Friday, January 8, 2010

Unique Display Names

I'm going to focus on new techniques in the coming posts, because the semester is starting.

I've decided to make display names unique in the system. I'm not especially happy with this, since it leads to funky display names like Dave5386. But, if I'm going to provide some sort of forum interaction eventually, I also need a way to differentiate between people who might decide to use the same display name.

I could simply require and display some context to the display name, such as "Jay, Muskingum University". But, providing information online for kids that might be used to locate them is not a good idea.

So, I'll go with unique display names. This means I need to change what I already have a bit.

RPXResults.java is what first puts the user into the datastore. Right now it's getting the user name from the RPX records. That isn't guaranteed to be unique. I could auto-generate a unique name, but then they might not go back and edit it.

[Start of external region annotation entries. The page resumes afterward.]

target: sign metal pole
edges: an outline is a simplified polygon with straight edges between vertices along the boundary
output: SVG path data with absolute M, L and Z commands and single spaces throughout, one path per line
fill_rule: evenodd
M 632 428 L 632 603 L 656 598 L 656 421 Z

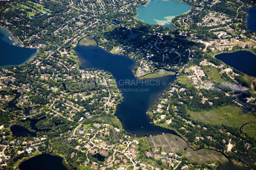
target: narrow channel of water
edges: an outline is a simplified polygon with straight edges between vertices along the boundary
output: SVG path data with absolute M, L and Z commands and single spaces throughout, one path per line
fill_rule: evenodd
M 162 132 L 177 134 L 174 131 L 156 126 L 146 112 L 176 79 L 176 75 L 147 79 L 140 81 L 132 70 L 134 59 L 122 55 L 107 53 L 97 45 L 77 45 L 74 48 L 81 64 L 81 69 L 94 68 L 111 73 L 124 97 L 115 115 L 126 131 L 137 137 L 156 135 Z M 143 81 L 143 82 L 142 83 Z M 126 82 L 130 82 L 126 83 Z M 134 82 L 134 83 L 131 82 Z M 140 82 L 140 83 L 139 83 Z M 151 85 L 150 85 L 150 83 Z

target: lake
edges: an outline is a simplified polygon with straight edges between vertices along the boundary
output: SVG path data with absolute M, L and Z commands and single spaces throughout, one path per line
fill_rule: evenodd
M 172 18 L 188 13 L 190 9 L 190 5 L 181 2 L 153 0 L 138 7 L 136 18 L 149 24 L 175 28 L 171 23 Z
M 112 20 L 112 21 L 113 22 L 114 22 L 117 25 L 119 25 L 120 24 L 120 23 L 121 23 L 120 22 L 119 22 L 118 21 L 116 20 Z
M 17 39 L 8 32 L 0 27 L 0 68 L 20 65 L 29 62 L 38 53 L 36 49 L 21 47 Z
M 21 108 L 18 107 L 14 103 L 14 101 L 16 100 L 17 100 L 20 97 L 21 95 L 21 93 L 20 93 L 20 92 L 18 92 L 16 93 L 16 96 L 15 96 L 14 99 L 13 99 L 11 102 L 10 102 L 10 104 L 9 105 L 9 107 L 10 108 L 12 109 L 15 108 L 16 111 L 22 110 L 22 109 Z M 30 111 L 31 110 L 32 110 L 32 107 L 30 107 L 28 108 L 25 108 L 25 114 L 27 115 L 29 115 L 30 114 Z
M 26 118 L 26 119 L 21 121 L 21 122 L 24 123 L 26 121 L 29 121 L 30 123 L 30 126 L 31 128 L 33 130 L 36 130 L 36 132 L 42 132 L 42 131 L 48 131 L 50 129 L 38 129 L 36 127 L 36 125 L 38 122 L 40 120 L 44 120 L 46 118 L 46 116 L 43 117 L 39 119 L 31 119 L 29 118 Z M 58 125 L 60 124 L 57 124 Z M 36 133 L 31 132 L 26 127 L 20 126 L 16 125 L 12 125 L 10 127 L 10 130 L 12 131 L 12 133 L 13 136 L 16 136 L 16 137 L 26 137 L 26 136 L 36 136 Z
M 250 170 L 250 169 L 249 168 L 235 165 L 230 161 L 218 166 L 216 168 L 216 170 Z
M 246 26 L 248 30 L 256 32 L 256 7 L 246 10 Z
M 104 162 L 104 159 L 105 159 L 105 156 L 102 156 L 99 153 L 97 153 L 92 155 L 92 157 L 96 158 L 98 159 L 98 160 L 100 162 Z
M 12 136 L 16 137 L 35 136 L 36 133 L 31 132 L 24 127 L 14 125 L 10 127 Z
M 139 137 L 162 132 L 177 134 L 173 130 L 150 123 L 153 120 L 146 114 L 162 96 L 162 93 L 165 93 L 164 91 L 170 87 L 170 83 L 176 80 L 176 75 L 147 79 L 141 81 L 143 83 L 140 83 L 140 80 L 132 71 L 136 63 L 135 59 L 108 53 L 97 45 L 77 45 L 74 49 L 81 62 L 81 69 L 104 70 L 111 73 L 116 79 L 124 98 L 118 105 L 115 115 L 120 120 L 126 131 Z M 136 83 L 125 83 L 133 81 Z
M 222 53 L 215 57 L 240 71 L 256 77 L 256 55 L 248 51 L 238 51 L 230 53 Z
M 20 170 L 73 170 L 60 156 L 49 154 L 41 154 L 22 162 Z

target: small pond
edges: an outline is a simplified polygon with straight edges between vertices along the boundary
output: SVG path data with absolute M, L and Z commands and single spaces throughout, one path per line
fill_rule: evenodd
M 256 7 L 246 10 L 246 26 L 248 30 L 256 32 Z
M 21 170 L 73 170 L 60 156 L 50 154 L 41 154 L 22 162 L 19 166 Z

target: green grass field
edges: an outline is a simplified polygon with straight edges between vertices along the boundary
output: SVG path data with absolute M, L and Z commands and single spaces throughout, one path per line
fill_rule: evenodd
M 153 141 L 154 141 L 154 143 L 157 148 L 159 148 L 160 146 L 162 146 L 161 144 L 161 143 L 162 143 L 162 145 L 165 151 L 173 152 L 173 150 L 174 150 L 174 152 L 181 152 L 188 146 L 185 141 L 177 136 L 172 134 L 164 134 L 164 135 L 166 138 L 166 139 L 164 136 L 162 134 L 159 135 L 159 137 L 158 136 L 152 136 Z M 155 148 L 152 138 L 150 136 L 147 138 L 147 140 L 149 146 L 153 148 Z M 167 139 L 167 140 L 166 139 Z M 170 146 L 167 141 L 169 142 L 172 147 Z M 160 142 L 160 141 L 161 142 Z M 173 149 L 173 150 L 172 148 Z
M 256 140 L 256 123 L 249 123 L 244 125 L 242 128 L 243 132 L 247 135 Z
M 208 111 L 190 112 L 193 119 L 213 125 L 224 124 L 240 128 L 248 122 L 256 122 L 256 118 L 244 112 L 236 106 L 226 106 Z
M 200 163 L 206 163 L 207 161 L 211 160 L 220 160 L 221 162 L 228 160 L 222 154 L 207 149 L 202 149 L 196 151 L 188 148 L 184 153 L 190 160 L 196 161 Z
M 155 71 L 154 73 L 149 74 L 147 75 L 139 77 L 139 79 L 146 79 L 147 78 L 156 78 L 164 76 L 167 75 L 174 75 L 176 73 L 171 71 L 167 71 L 164 69 L 160 69 Z
M 97 43 L 93 39 L 93 37 L 95 36 L 91 36 L 82 39 L 79 42 L 80 45 L 89 46 L 93 45 L 97 45 Z
M 224 79 L 221 78 L 218 68 L 214 66 L 204 67 L 204 72 L 206 75 L 208 75 L 208 79 L 209 80 L 219 82 L 226 81 Z

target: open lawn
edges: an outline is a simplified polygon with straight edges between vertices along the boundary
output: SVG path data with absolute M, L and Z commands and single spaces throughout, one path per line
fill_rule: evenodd
M 29 3 L 31 3 L 32 2 L 30 2 L 30 1 L 28 1 L 28 2 Z M 25 11 L 26 11 L 26 12 L 27 12 L 27 13 L 28 13 L 28 14 L 29 15 L 28 17 L 29 18 L 30 17 L 30 16 L 34 16 L 34 15 L 36 14 L 36 13 L 37 12 L 41 12 L 43 14 L 47 14 L 47 15 L 49 15 L 50 14 L 48 13 L 47 13 L 46 12 L 48 11 L 50 12 L 51 12 L 52 11 L 50 11 L 49 9 L 46 9 L 46 8 L 44 8 L 44 7 L 46 7 L 45 6 L 44 6 L 43 5 L 42 5 L 40 4 L 36 4 L 36 3 L 34 2 L 32 2 L 34 4 L 34 7 L 36 9 L 36 10 L 35 10 L 34 9 L 31 8 L 30 7 L 29 7 L 28 6 L 24 5 L 24 4 L 20 4 L 19 6 L 19 6 L 20 7 L 21 7 L 21 8 L 23 9 L 24 10 L 25 10 Z M 31 9 L 31 10 L 32 10 L 32 12 L 28 12 L 26 11 L 26 9 Z M 41 15 L 42 14 L 41 14 Z
M 191 148 L 188 148 L 184 153 L 190 160 L 196 161 L 200 163 L 206 163 L 207 161 L 210 160 L 220 160 L 221 162 L 228 160 L 222 154 L 207 149 L 193 150 Z
M 156 78 L 164 76 L 167 75 L 174 75 L 175 72 L 171 71 L 165 70 L 164 69 L 160 69 L 155 70 L 153 73 L 148 74 L 146 75 L 140 77 L 139 79 L 146 79 L 147 78 Z
M 211 66 L 205 66 L 203 67 L 203 68 L 204 73 L 208 75 L 208 80 L 220 82 L 225 81 L 224 79 L 221 78 L 218 68 Z
M 97 45 L 97 43 L 93 39 L 93 37 L 95 35 L 89 36 L 83 38 L 79 42 L 80 45 L 83 45 L 86 46 L 92 45 Z
M 249 123 L 244 125 L 242 130 L 248 136 L 256 140 L 256 123 Z
M 226 106 L 210 111 L 190 112 L 193 119 L 214 125 L 224 124 L 240 128 L 248 122 L 256 122 L 256 118 L 250 112 L 244 111 L 237 106 Z
M 159 135 L 159 137 L 158 136 L 152 136 L 152 138 L 153 138 L 153 140 L 157 148 L 159 148 L 160 146 L 162 146 L 161 145 L 161 143 L 162 143 L 164 150 L 165 151 L 173 152 L 173 150 L 174 150 L 174 152 L 181 152 L 188 146 L 186 142 L 177 136 L 172 134 L 164 134 L 164 135 L 167 139 L 167 140 L 164 136 L 162 134 Z M 159 138 L 160 138 L 160 140 Z M 155 146 L 153 143 L 152 138 L 151 138 L 151 137 L 150 136 L 147 138 L 147 140 L 149 146 L 155 148 Z M 160 141 L 161 142 L 160 142 Z M 172 150 L 167 141 L 169 142 L 172 148 L 173 149 L 173 150 Z

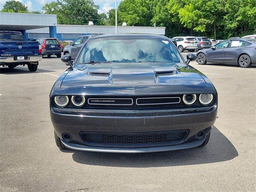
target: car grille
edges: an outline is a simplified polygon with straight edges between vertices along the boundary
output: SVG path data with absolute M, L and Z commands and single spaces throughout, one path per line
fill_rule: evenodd
M 86 98 L 85 108 L 146 108 L 184 105 L 181 95 L 94 96 Z
M 140 147 L 179 143 L 184 140 L 189 132 L 187 130 L 134 133 L 81 132 L 80 134 L 88 145 Z

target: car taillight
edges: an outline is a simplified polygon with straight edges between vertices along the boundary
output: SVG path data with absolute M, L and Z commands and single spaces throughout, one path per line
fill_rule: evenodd
M 39 51 L 39 53 L 42 53 L 42 45 L 38 45 L 38 50 Z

So instead, RPXResults.java will, when a user logs in for the first time, redirect to the page for editing their profile. They will be required to update their profile with a unique name before doing using the rest of the site as a logged in user.

While I'm at it, I also want to modify RPXResults.java so that instead of redirecting to /front when a user logs in and they do have their profile info set, it redirects to the page they were trying to access. So if they save a bookmark on My Contests, and try to go to that after the session has expired, it'll take them to the login page and then to My Contests after they log in. That's more user-friendly, and best to do now before I have too many of those sorts of pages to edit.

Redirect to Target Page

We'll do the redirect to the target page first. This requires me to pass into /rpxresults the target page. Here's a page at RPXNow about passing query parameters through the token URL.

Unfortunately, that didn't work for me. The extra query parameter simply never came through to RPXResults.java.

Luckily we do have another option. We can store the destination URL as a cookie on the local machine and fetch it from RPXResults.java.

We'll do FrontPage.java first as an example of how to modify the servlets. Here's the code to save the destination URL as a cookie:


Cookie cookie = new Cookie ("destinationURL", "/front");
resp.addCookie(cookie);


I added this to just before the template is displayed. Now we need to modify RPXResults.java to use the value of this cookie as the destination URL. Here's the code that would replace the resp.redirect ("/front") line:


String destination = null;
Cookie [] cookies = req.getCookies();

if (destination == null && cookies != null)
{
for(int i=0; i<cookies.length; i++)
{
Cookie cookie = cookies[i];

if ("destinationURL".equals(cookie.getName()))
destination = cookie.getValue();
}
}

if (destination == null)
destination = "/front";

resp.sendRedirect(destination);


Now that RPXResults.java is set up, I can go back and modify the ProfileServlet and AdminServlet classes to add the cookie in the same way that the FrontPage servlet does.

Now if I remember to do that for every servlet I add after this, the user will always get to the page they wanted to get to, even if they have to log in first.

That's probably long enough for one post, so I'll do unique user names in the next.